A farinha de milho vermelho, mais conhecida como ‘farinha de milho crioulo’ aqui no Brasil, tem sabor mais acentuado que a branca. Mas é bem rara de encontrar.

Na prática: como substituir farinha de milho ou fubá

Posso usar fubá no lugar da farinha de milho?

Sim, você pode. Mas lembre-se que precisa estar atento a dois fatos:

  • o sabor de milho ficará mais acentuado;
  • a textura pode apresentar ligeiramente mais seca, principalmente se você não adequar líquido e tempo de cocção;
  • utilize mais líquido do que usaria na receita com farinha de milho, o fubá absorve mais;
  • jamais (leia bem o JAMAIS) jogue fubá diretamente nos líquidos quentes, vai formar bolotas difíceis de se desfazer sem um liquidificador. Dilua o fubá em um copo de água e só então adicione na receita;
  • e cozinhe por mais tempo.

O importante é sempre lembrar que fubá é milho cru. Não importa quão fino pareça aos seus olhos, ainda é milho cru. Por isso, você precisará considerar isso quando estiver fazendo cozinhando: vai levar mais tempo.

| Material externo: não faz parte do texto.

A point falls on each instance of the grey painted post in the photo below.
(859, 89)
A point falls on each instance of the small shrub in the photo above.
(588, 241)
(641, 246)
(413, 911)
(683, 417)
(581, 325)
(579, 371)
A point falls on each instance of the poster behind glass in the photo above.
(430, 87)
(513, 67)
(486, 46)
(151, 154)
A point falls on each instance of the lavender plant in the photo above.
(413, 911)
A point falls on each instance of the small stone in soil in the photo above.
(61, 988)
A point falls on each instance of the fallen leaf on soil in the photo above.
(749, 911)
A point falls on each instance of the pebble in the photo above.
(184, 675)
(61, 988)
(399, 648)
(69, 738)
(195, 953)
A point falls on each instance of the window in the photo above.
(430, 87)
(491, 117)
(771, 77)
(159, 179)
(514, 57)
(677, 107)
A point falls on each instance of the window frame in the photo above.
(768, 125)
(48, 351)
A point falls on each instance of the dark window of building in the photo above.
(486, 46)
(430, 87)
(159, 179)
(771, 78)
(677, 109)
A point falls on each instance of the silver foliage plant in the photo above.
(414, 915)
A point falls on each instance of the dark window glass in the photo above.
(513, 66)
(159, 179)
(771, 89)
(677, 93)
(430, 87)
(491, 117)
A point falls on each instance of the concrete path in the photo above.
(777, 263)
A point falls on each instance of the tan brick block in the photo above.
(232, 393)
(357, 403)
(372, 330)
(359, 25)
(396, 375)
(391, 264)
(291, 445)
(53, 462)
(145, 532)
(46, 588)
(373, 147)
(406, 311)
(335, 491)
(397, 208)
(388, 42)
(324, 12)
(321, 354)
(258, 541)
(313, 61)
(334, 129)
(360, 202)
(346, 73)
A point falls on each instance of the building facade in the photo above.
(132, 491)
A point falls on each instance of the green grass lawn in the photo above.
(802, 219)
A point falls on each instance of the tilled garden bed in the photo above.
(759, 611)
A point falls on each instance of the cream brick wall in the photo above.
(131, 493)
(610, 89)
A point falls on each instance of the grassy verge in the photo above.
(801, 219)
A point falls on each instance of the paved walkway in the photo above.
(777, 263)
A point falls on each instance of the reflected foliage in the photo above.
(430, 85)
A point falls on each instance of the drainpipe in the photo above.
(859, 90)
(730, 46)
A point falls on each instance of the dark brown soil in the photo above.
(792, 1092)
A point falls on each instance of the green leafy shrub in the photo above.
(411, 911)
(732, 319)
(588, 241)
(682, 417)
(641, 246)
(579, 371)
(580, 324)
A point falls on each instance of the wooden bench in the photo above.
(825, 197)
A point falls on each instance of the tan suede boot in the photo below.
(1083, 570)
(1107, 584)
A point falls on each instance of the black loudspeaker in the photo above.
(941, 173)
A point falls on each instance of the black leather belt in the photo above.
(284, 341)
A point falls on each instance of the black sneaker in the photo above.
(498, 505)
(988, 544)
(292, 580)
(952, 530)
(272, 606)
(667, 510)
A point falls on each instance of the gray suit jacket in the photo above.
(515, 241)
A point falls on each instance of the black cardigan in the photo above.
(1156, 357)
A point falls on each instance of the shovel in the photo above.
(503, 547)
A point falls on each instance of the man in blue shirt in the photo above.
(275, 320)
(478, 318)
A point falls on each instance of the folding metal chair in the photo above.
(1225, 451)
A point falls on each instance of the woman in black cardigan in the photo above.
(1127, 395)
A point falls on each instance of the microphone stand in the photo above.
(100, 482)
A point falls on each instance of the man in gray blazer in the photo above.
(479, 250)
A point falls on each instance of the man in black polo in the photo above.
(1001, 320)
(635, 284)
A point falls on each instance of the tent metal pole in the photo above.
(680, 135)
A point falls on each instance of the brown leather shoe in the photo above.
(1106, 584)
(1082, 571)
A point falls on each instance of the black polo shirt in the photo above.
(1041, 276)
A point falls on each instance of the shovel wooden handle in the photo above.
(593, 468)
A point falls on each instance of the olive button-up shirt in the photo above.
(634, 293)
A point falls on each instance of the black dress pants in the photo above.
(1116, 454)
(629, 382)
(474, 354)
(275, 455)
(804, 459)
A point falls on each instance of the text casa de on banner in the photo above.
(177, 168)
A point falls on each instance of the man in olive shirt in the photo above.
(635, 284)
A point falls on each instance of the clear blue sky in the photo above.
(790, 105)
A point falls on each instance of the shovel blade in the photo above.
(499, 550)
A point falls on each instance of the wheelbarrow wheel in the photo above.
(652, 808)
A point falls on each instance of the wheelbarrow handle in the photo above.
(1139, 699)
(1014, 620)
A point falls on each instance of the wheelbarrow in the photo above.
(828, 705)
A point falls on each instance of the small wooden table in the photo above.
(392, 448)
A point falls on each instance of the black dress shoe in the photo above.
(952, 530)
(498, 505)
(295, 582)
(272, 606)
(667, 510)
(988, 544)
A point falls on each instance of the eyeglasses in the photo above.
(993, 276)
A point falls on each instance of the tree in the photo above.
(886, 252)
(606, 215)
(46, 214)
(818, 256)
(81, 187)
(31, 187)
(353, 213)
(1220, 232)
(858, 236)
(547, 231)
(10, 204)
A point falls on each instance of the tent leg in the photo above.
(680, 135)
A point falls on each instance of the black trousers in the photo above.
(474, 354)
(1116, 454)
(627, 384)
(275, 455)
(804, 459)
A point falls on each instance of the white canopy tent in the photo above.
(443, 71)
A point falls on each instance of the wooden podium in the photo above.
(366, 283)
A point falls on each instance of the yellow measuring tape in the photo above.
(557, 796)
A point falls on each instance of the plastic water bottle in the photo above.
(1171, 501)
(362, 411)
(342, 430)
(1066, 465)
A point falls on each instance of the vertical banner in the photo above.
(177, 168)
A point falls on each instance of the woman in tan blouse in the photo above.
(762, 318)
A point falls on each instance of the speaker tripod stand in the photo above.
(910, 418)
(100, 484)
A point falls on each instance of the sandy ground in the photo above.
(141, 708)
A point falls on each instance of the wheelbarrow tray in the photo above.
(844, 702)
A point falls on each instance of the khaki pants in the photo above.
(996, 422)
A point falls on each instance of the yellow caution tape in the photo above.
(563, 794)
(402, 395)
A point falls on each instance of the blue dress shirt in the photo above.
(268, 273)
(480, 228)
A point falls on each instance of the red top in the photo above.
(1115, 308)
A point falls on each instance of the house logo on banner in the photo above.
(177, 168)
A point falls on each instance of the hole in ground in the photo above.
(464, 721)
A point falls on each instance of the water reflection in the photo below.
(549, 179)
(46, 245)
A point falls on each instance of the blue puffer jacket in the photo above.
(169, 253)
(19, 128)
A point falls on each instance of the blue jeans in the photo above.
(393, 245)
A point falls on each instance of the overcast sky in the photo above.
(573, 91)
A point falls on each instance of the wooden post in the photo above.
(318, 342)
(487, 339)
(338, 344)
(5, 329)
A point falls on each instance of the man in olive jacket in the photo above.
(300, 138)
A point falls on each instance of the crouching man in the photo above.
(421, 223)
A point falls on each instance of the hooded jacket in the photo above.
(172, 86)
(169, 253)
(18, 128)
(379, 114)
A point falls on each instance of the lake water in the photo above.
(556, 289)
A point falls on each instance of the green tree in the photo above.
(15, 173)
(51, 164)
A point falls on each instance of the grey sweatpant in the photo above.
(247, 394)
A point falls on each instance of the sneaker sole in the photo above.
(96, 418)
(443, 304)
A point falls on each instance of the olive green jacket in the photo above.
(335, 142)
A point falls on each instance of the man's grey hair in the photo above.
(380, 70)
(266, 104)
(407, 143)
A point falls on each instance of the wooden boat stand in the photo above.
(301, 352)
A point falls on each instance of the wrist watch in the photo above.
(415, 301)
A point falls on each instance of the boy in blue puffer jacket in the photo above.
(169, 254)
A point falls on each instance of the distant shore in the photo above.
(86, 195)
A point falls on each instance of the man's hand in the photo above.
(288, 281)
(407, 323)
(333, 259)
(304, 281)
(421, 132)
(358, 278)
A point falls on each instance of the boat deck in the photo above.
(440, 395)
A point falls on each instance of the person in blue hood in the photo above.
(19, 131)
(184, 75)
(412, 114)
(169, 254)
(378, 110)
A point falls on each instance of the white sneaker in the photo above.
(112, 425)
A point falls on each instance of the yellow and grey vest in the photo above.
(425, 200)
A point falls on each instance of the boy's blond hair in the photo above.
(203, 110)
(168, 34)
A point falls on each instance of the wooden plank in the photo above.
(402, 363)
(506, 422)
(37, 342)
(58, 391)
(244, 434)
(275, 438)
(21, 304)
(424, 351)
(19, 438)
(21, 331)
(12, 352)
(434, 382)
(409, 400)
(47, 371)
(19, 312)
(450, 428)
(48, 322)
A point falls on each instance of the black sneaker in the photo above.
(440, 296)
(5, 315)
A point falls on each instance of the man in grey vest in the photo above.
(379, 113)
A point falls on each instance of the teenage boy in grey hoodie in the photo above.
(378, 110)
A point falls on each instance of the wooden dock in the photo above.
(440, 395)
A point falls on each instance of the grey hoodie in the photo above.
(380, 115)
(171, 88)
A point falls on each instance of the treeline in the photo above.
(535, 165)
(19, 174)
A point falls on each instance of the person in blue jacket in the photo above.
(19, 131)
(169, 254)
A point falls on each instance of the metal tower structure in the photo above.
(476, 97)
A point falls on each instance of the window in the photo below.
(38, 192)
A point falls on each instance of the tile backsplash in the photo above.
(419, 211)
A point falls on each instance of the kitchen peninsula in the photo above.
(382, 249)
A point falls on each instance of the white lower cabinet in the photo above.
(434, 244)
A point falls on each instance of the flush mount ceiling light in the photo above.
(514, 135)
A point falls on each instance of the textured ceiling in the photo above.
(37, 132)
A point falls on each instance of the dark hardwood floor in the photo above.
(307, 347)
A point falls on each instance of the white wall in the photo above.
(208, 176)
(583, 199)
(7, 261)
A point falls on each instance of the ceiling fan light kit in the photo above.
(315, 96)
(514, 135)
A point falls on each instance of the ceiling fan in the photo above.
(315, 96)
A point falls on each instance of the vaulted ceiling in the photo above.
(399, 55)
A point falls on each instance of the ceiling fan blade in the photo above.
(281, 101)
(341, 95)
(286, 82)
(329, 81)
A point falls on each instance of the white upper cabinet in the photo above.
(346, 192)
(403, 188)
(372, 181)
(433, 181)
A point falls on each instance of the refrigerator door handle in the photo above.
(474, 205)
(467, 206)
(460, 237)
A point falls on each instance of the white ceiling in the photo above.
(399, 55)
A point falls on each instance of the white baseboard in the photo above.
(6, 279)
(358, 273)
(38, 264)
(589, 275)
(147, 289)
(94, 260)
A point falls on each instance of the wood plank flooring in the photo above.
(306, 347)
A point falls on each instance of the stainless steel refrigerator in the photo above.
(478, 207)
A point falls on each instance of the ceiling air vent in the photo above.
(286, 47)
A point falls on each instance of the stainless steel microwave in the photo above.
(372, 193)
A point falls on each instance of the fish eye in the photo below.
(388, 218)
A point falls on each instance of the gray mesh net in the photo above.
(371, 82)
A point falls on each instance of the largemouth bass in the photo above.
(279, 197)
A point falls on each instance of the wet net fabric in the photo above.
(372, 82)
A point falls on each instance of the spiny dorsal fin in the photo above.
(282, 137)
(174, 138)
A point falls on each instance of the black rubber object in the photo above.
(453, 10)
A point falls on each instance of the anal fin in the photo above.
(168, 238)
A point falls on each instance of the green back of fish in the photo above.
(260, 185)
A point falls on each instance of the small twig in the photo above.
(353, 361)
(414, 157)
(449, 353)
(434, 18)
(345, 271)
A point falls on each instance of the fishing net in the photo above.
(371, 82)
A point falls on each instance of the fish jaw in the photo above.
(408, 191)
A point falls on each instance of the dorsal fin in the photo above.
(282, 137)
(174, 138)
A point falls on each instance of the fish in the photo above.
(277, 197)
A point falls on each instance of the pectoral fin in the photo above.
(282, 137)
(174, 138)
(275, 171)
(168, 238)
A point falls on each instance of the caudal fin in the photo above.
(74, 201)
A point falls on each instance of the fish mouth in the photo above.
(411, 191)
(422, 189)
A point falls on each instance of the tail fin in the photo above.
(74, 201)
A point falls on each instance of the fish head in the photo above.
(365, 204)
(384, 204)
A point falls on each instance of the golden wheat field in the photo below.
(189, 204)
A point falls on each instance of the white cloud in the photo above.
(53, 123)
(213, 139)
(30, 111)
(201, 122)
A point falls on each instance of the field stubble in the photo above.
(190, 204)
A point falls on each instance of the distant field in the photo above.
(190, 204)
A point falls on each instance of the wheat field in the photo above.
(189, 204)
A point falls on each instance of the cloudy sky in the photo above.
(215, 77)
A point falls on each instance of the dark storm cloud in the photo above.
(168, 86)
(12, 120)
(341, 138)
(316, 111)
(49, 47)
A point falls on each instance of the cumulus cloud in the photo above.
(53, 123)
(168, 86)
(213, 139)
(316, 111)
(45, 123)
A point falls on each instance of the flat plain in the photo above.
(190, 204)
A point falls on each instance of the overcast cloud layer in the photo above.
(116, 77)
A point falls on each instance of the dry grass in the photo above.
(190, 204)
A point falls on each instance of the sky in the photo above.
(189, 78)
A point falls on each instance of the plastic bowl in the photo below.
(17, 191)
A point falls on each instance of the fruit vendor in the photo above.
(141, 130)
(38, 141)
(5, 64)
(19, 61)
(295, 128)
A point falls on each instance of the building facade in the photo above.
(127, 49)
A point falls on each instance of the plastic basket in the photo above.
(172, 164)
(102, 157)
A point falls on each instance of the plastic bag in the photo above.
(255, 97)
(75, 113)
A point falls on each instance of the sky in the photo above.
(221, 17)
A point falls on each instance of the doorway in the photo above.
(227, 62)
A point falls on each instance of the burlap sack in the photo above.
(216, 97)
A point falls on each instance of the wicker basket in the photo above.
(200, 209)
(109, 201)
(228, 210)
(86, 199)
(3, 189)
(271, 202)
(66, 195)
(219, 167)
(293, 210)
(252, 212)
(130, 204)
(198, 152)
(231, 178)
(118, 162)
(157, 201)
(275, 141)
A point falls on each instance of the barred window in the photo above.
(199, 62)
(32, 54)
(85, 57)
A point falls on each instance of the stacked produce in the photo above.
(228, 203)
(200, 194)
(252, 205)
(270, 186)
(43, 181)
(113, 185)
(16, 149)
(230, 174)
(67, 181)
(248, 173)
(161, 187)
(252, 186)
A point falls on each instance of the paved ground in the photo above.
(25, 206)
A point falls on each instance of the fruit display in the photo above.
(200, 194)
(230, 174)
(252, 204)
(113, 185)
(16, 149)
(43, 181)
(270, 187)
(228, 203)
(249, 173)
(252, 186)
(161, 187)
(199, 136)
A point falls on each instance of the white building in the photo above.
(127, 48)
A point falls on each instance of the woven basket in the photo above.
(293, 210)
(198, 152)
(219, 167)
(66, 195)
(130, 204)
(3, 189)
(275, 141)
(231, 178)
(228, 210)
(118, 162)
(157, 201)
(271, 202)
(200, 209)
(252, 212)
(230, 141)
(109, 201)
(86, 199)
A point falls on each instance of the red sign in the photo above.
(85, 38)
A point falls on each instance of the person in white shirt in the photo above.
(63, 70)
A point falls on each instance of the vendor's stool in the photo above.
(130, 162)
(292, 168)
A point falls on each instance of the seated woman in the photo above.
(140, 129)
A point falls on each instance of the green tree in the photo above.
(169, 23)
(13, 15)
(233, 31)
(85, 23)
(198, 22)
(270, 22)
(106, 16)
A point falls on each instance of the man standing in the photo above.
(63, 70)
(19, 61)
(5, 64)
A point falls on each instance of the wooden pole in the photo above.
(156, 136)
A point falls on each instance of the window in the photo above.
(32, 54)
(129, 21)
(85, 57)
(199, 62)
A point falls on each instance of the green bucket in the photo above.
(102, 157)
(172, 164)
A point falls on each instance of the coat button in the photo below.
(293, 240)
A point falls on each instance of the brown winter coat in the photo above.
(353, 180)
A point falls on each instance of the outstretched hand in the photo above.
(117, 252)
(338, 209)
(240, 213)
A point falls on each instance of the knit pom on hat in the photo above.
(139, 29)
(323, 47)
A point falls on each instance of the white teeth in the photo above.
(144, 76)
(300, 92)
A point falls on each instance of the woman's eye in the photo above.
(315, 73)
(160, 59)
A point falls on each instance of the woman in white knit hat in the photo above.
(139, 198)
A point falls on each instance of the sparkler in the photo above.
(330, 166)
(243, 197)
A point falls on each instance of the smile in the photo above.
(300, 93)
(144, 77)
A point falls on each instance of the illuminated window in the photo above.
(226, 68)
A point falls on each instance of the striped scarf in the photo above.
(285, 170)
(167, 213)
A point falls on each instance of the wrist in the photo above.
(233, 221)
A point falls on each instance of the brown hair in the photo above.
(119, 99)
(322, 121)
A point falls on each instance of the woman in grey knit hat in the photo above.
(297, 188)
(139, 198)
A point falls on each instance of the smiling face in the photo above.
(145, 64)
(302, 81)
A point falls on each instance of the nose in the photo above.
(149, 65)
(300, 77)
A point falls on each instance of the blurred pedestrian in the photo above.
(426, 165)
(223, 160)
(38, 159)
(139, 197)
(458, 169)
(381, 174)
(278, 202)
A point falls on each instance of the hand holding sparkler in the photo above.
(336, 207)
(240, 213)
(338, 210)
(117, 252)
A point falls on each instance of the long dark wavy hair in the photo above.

Mas, no geral, quebra o galho. Esqueceu de comprar farinha ou faltou metade? Dá-lhe fubá. Com cuidado, vai dar tudo certo.

Diferença nos preços:

O quilo do fubá, geralmente, é mais barato que a farinha de trigo. O motivo disso é que envolve menos processos na produção (como explicado acima) e é menos consumida no cotidiano das cozinhas.

Então se sua meta é diminuir custos com ingredientes, a troca pode ser uma alternativa.

Mas não esqueça que isso aumentará o tempo de cozimento, exige treinamento da equipe e exige ajustes na quantia dos líquidos da receita.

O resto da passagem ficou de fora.